Delivery, use and therapeutic applications of the crispr-cas systems and compositions for hbv and viral diseases and disorders
Abstract
The invention provides for delivery, engineering and optimization of systems, methods, and compositions for manipulation of sequences and/or activities of target sequences. Provided are delivery systems and tissues or organ which are targeted as sites for delivery. Also provided are vectors and vector systems some of which encode one or more components of a CRISPR complex, as well as methods for the design and use of such vectors.
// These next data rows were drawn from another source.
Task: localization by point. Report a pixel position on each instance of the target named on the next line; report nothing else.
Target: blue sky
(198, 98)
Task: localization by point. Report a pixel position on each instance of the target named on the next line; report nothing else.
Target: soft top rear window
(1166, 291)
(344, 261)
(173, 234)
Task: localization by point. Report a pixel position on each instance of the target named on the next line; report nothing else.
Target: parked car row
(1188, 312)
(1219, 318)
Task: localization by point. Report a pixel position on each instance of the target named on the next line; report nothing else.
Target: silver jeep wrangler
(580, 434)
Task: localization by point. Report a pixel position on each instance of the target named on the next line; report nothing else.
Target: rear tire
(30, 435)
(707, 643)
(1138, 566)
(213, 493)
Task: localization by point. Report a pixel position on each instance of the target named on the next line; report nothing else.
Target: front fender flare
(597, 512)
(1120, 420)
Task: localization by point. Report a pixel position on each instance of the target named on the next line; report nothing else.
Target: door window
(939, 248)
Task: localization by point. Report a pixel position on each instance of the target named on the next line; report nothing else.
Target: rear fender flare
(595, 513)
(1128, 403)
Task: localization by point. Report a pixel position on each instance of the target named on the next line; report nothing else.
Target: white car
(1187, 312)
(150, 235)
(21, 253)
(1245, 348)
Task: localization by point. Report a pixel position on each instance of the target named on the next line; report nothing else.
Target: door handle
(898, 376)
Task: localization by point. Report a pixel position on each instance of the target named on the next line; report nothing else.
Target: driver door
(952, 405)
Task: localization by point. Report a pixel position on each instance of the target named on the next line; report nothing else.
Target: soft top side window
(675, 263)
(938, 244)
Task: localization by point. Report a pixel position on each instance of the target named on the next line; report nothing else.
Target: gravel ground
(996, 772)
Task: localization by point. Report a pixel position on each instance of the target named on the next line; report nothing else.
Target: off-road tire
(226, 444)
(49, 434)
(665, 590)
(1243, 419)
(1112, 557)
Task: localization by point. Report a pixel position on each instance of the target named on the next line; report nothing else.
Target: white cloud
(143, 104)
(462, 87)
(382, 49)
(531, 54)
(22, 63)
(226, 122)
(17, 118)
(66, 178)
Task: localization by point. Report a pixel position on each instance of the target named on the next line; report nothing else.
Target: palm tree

Also provided are methods of directing CRISPR complex formation in eukaryotic cells to ensure enhanced specificity for target recognition and avoidance of toxicity and to edit or modify a target site in a genomic locus of interest to alter or improve the status of a disease or a condition.
Claims
exact text as granted — not AI-modifiedWhat is claimed is:
1 . A composition comprising:
(A)—I. a CRISPR-Cas system RNA polynucleotide sequence, wherein the polynucleotide sequence comprises:
(a) a guide sequence capable of hybridizing to a target HBV sequence in a eukaryotic cell,
(b) a tracr mate sequence, and
(c) a tracr sequence, and
II. a polynucleotide sequence encoding a CRISPR enzyme, optionally comprising at least one or more nuclear localization sequences, wherein (a), (b) and (c) are arranged in a 5′ to 3′ orientation, wherein when transcribed, the tracr mate sequence hybridizes to the tracr sequence and the guide sequence directs sequence-specific binding of a CRISPR complex to the target HBV sequence, and wherein the CRISPR complex comprises the CRISPR enzyme complexed with (1) the guide sequence that is hybridized or hybridizable to the target HBV sequence, and (2) the tracr mate sequence that is hybridized or hybridizable to the tracr sequence and the polynucleotide sequence encoding a CRISPR enzyme is DNA or RNA, or (B) I. polynucleotides comprising:
(a) a guide sequence capable of hybridizing to a target HBV sequence in a eukaryotic cell, and
(b) at least one or more tracr mate sequences,
II. a polynucleotide sequence encoding a CRISPR enzyme, and III. a polynucleotide sequence comprising a tracr sequence, wherein when transcribed, the tracr mate sequence hybridizes to the tracr sequence and the guide sequence directs sequence-specific binding of a CRISPR complex to the target hepatitis B virus (HBV) sequence, and wherein the composition the CRISPR complex comprises the CRISPR enzyme complexed with (1) the guide sequence that is hybridized or hybridizable to the target HBV sequence, and (2) the tracr mate sequence that is hybridized or hybridizable to the tracr sequence, and the polynucleotide sequence encoding a CRISPR enzyme is DNA or RNA; whereby the composition edits an HBV sequence in a gene or genome.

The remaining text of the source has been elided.